For the past few months, my nephew Jordan has been after me and my father to do a podcast of three generations of critics talking about film. Yesterday, the day after Christmas, we finally made it happen in the basement of Jordan's parents home in south Minneapolis.
It wasn't bad. The doing, that is. I have no idea about the listening, but you can listen to it here.
After several rounds of negotiations (mostly with my father, the holdout), we finally landed on discussing three movies that each of us liked as children. They are:
- “The Four Feathers” (1939) for my father, born in 1932
- “Star Wars” (1977) for me, born in 1963
- “Fantastic Mr. Fox” (2009) for Jordan, born in 2001.
Yes, it's all a bit arbitrary, but it's interesting culling meaning out of it.

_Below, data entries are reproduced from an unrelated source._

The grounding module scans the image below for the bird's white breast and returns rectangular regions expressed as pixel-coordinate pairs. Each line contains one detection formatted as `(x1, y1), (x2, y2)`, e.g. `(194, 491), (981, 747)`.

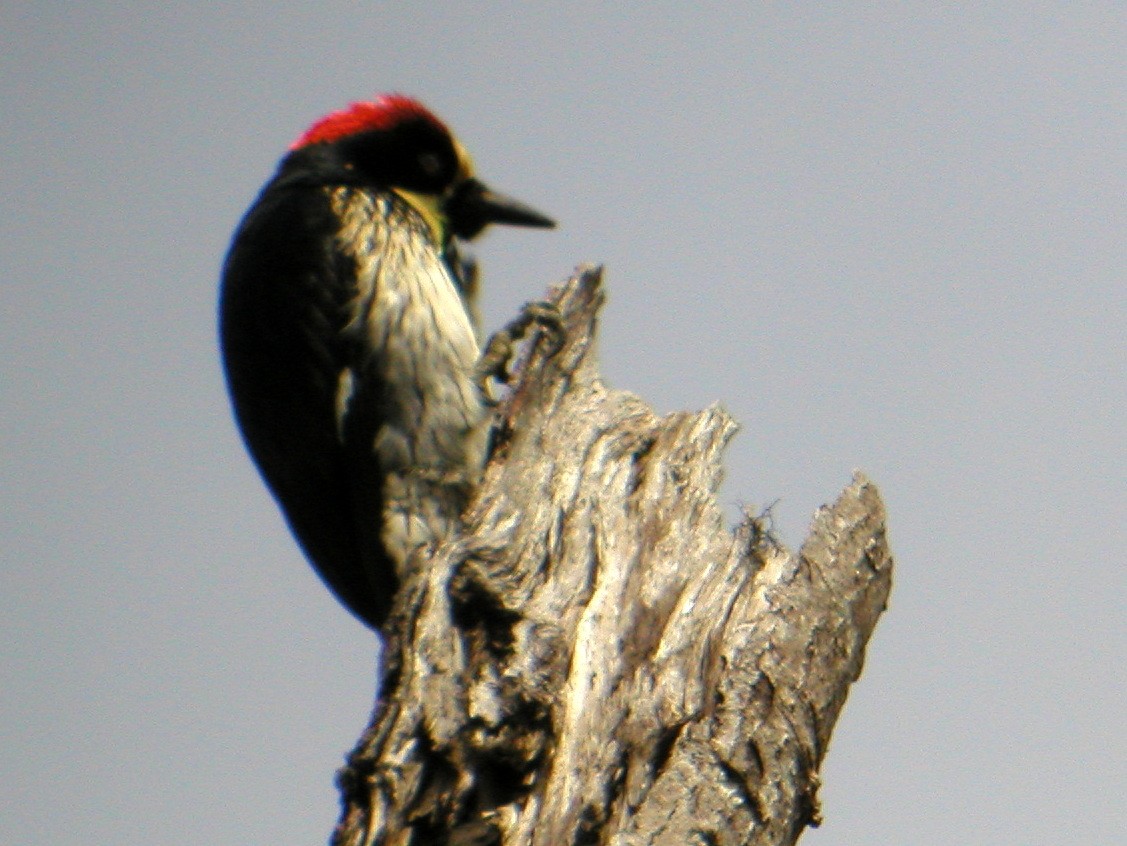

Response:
(331, 188), (486, 477)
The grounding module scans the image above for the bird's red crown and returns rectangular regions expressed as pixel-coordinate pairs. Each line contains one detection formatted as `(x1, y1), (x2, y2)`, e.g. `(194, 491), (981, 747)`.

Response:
(290, 93), (449, 150)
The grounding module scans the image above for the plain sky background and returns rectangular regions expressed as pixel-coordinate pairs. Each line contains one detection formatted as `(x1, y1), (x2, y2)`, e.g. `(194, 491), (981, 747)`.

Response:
(0, 0), (1127, 846)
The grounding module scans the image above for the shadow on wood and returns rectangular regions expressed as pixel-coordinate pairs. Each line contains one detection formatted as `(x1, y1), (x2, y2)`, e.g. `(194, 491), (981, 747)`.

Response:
(332, 268), (891, 846)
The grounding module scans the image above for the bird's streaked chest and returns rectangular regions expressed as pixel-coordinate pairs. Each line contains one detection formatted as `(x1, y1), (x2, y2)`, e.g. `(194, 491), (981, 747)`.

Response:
(330, 188), (486, 471)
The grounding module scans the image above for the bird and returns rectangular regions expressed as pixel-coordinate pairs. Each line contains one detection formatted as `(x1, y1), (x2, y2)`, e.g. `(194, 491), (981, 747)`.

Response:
(219, 93), (556, 631)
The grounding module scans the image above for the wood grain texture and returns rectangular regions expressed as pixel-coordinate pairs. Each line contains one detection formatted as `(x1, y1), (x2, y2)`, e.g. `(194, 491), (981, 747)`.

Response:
(332, 268), (891, 846)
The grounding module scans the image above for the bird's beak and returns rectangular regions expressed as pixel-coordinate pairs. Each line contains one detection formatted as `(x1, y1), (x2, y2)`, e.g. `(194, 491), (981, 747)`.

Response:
(478, 186), (556, 229)
(446, 179), (556, 238)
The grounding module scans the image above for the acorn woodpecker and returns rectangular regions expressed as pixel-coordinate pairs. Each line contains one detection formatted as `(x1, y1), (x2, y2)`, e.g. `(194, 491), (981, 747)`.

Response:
(220, 95), (554, 629)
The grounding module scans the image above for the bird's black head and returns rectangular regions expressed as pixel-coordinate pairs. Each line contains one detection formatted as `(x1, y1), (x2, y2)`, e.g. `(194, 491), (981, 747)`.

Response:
(291, 95), (556, 241)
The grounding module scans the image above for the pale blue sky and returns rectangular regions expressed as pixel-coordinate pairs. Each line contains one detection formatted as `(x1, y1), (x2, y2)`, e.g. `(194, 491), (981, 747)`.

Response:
(0, 1), (1127, 846)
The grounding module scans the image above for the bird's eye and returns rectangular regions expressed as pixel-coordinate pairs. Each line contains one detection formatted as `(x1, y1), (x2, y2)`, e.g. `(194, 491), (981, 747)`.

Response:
(418, 152), (442, 176)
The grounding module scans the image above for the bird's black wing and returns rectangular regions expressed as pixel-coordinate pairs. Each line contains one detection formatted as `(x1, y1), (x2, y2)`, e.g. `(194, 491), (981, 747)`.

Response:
(220, 178), (396, 629)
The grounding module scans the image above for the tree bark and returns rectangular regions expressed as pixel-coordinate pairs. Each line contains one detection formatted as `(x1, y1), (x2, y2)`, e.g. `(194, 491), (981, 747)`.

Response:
(332, 268), (893, 846)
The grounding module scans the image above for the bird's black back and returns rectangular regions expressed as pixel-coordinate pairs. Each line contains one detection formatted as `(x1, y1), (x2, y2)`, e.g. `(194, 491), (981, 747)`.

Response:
(220, 150), (396, 627)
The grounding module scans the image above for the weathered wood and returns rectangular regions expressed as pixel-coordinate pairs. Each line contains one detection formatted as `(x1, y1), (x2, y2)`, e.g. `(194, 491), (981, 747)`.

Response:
(334, 269), (891, 846)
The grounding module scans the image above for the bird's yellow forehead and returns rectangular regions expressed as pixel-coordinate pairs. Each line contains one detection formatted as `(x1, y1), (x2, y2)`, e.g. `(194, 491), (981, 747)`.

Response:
(453, 139), (473, 185)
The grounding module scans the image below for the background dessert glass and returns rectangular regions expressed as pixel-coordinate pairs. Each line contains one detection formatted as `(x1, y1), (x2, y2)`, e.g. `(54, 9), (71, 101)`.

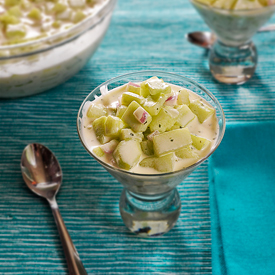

Each movie, for example, is nostalgic in nature. “The Four Feathers” was released on August 3, 1939, exactly a month before Britain declared war on Germany and entered World War II, but it relies upon the Kiplingesque trappings of British empire and honor. It's based on a 1902 novel and set mostly during the 1890s. It celebrates what's gone. So does “Star Wars,” released a few years after Watergate and a few years before the Iran hostage crisis, and during a period when Hollywood movies tended to be downers. But from the opening crawl to the triumphant end—not to mention the clear demarcation between good and evil—it's essentially a movie serial of the '30s and '40s sped up, and with A-production values. “Fantastic Mr. Fox,” too, is based upon a book that was published 40 years before the movie was released. We keep looking back to create the now.
Both “Feathers” and “Star Wars” contain extensive scenes in the desert. One big difference between the two: we root for the empire (British) in “Feathers” and against the Empire (Evil) in “Star Wars.”
“Feathers” seems to be the most adult but it's really about reclaiming individual honor and dignity against a backdrop of war; its story is individualistic in nature. The point of both “Star Wars” and “Fantastic Mr. Fox” is that there's something bigger than the individual, whether the hero finds that something within (the Force) or without (the team of wild animals relying on their natures to defeat the bad guys).
Finally, “Four Feathers” indicates why these subsequent movies tended toward fantasy. If you base your story on history, as “Feathers” did, and include period attitudes toward swaths of people that actually exist (“Fuzzie Wuzzies”), it might feel a bit awkward as the moral arc of the universe bends a little bit more in its journey.